Bennett was born as Howard Bernstein on November 17, 1917 in Washington Heights, Manhattan in New York City. His father, Murray Bernstein, Murray Bennett, was a vaudeville actor who later became a real-estate insurance broker in 1925 and later the owner of a restaurant, though he continued to act. His mother was the former Emelia "Emily" Einsheimer. He had an elder brother, Louis Bernstein (a.k.a. Erwin Bennett). They once lived at 506 Fort Washington Avenue, Apartment 4D, in Washington Heights, a neighborhood in New York City

Bennett started working in the Garment District at age 13. He became a shipping clerk at Chin Chin Crepe. Shortly thereafter he started working for Hattie Carnegie, where he reportedly designed the costumes for Gertrude Lawrence in Lady in the Dark. After visiting Europe he decided to become a designer. He studied at Académie de la Grande Chaumière. He studied under Constantin Brâncuși.

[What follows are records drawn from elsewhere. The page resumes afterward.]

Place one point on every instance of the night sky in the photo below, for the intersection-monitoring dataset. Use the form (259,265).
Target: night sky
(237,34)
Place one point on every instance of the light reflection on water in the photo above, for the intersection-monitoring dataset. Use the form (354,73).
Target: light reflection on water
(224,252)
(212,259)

He moved to California and worked as a window dresser. Then, he went back to New York City. He continued to do window dressing and in the evenings studied design. Hans Hofmann taught him. He shared a studio with Louise Nevelson. Bennett lived and worked in New York, New York. He had an apartment in the Dakota Building, which he redecorated frequently. His apartment was once called "the most exciting modern apartment in New York." His home in East Hampton, is called The Springs.

==Work==

In 1944 his ceramics were in the Whitney Museum annual exhibition. After visiting and returning from Mexico, he showed his jewelry at the Museum of Modern Art. In the mid-1940s he started doing interior design. His first work was a Manhattan apartment that he designed to have floors made of cork and white bookshelves. He was known for his monochromatic schemes.

Bennett sought to create a design style that was uniquely American, versus the popular European design styles of the 1960s and 70's. His style was called "sensual minimalism" for his blending of industrial design and aesthetic look. He is considered one of the first designers to use industrial design in home design. He had designed over 100 chairs by 1979.

He also created furniture, flatware, dresses, jewelry and homes. He worked for Sasaki, Japan, Chase, David Rockefeller, Gianni Agnelli, Tiffany & Co., and Jann Wenner. In the 1970s he was resident designer at Brickel Associates.

He designed the "University Chair" for Lyndon Baines Johnson Library and Museum. As of 1979 he had designed over 100 different chairs. He had a strong interest in chair design because he had back problems of his own.

==Death and legacy==

Bennett died at his home in Key West, Florida on August 13, 2003.

Works by Bennett reside in the collections of the Cooper-Hewitt, National Design Museum, the Brooklyn Museum, and the Museum of Modern Art. An oral history with Bennett is held by the Archives of American Art.